Platforms: Unix, Windows
Symbolic gradient is usually computed from tensor.grad(), which offers a more convenient syntax for the common case of wanting the gradient in some expressions with respect to a scalar cost. The grad_sources_inputs() function does the underlying work, and is more flexible, but is also more awkward to use when tensor.grad() can do the job.
A gradient source is a pair (r, g_r), in which r is a Variable, and g_r is a Variable that is a gradient wrt r.
This function traverses the graph backward from the r sources, calling op.grad(...) for all ops with some non-None gradient on an output.

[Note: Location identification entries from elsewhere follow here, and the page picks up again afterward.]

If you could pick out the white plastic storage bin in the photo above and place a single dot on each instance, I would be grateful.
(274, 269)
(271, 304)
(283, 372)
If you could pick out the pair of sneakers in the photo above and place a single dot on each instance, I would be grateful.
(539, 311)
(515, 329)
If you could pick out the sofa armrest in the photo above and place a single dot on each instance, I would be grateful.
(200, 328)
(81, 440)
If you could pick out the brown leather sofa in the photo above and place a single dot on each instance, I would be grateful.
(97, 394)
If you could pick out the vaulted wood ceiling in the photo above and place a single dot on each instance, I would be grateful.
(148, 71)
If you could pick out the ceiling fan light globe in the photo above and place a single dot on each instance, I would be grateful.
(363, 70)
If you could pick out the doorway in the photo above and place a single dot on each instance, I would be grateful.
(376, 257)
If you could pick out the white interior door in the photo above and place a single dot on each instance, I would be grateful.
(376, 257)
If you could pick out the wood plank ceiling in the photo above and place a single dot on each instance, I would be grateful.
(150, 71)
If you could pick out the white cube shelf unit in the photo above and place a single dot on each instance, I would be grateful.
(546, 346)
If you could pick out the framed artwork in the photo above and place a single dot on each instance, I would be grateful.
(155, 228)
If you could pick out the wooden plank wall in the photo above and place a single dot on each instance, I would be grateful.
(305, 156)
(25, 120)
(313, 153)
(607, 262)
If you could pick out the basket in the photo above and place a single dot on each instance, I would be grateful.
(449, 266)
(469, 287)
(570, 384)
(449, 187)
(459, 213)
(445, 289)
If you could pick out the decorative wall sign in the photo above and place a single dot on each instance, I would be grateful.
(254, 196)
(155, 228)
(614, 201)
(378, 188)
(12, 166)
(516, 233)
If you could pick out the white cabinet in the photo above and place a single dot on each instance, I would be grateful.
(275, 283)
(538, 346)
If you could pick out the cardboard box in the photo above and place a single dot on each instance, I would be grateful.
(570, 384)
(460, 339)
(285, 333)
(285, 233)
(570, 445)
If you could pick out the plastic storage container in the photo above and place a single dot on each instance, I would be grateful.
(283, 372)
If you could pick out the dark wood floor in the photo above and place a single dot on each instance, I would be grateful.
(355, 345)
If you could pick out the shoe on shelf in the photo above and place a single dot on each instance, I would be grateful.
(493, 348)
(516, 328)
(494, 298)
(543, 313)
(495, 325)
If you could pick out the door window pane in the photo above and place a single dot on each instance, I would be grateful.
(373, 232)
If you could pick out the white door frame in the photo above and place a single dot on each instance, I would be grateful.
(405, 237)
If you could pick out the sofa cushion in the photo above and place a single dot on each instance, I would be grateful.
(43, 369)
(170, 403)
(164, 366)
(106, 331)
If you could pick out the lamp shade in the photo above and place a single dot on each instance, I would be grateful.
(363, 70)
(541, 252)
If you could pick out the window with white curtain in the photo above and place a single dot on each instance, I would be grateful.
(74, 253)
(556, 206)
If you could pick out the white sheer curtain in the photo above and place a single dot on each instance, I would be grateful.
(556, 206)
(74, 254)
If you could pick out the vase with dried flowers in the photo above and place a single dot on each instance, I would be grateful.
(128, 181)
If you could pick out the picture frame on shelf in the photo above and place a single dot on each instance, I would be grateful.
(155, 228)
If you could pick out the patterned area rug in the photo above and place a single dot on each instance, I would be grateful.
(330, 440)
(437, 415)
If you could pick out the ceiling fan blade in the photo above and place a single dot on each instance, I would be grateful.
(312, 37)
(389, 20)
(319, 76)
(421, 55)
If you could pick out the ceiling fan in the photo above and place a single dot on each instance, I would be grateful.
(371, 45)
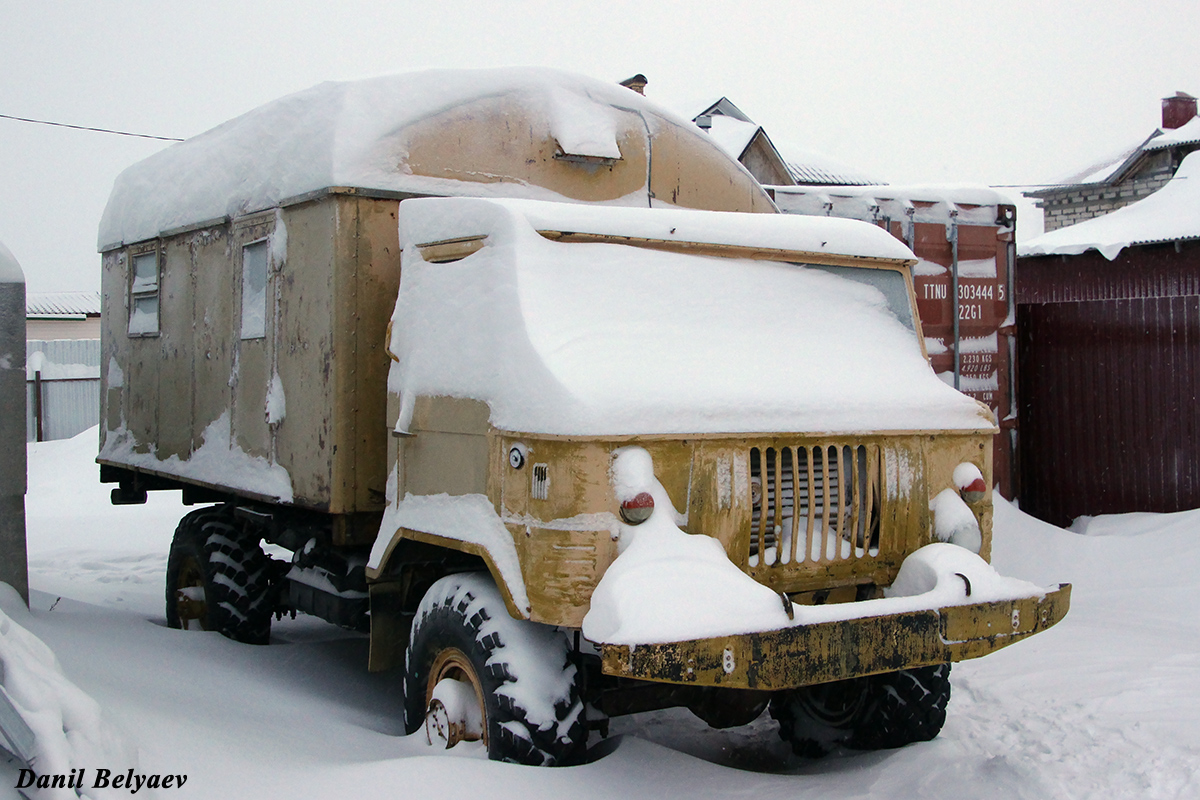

The op.grad(...) functions are called like this:
op.grad(op.inputs[:], [total_gradient(v) for v in op.outputs])
This call to op.grad should return a list or tuple: one symbolic gradient per input. If op has a single input, then op.grad should return a list or tuple of length 1.
For each input wrt to which op is not differentiable, it should return None instead of a Variable instance.
If a source r receives a gradient from another source r2, then the effective gradient on r is the sum of both gradients.
| Parameters: |
|
|---|---|
| Return type: | dictionary whose keys and values are of type Variable |
| Returns: | mapping from each Variable encountered in the backward traversal to its [total] gradient. |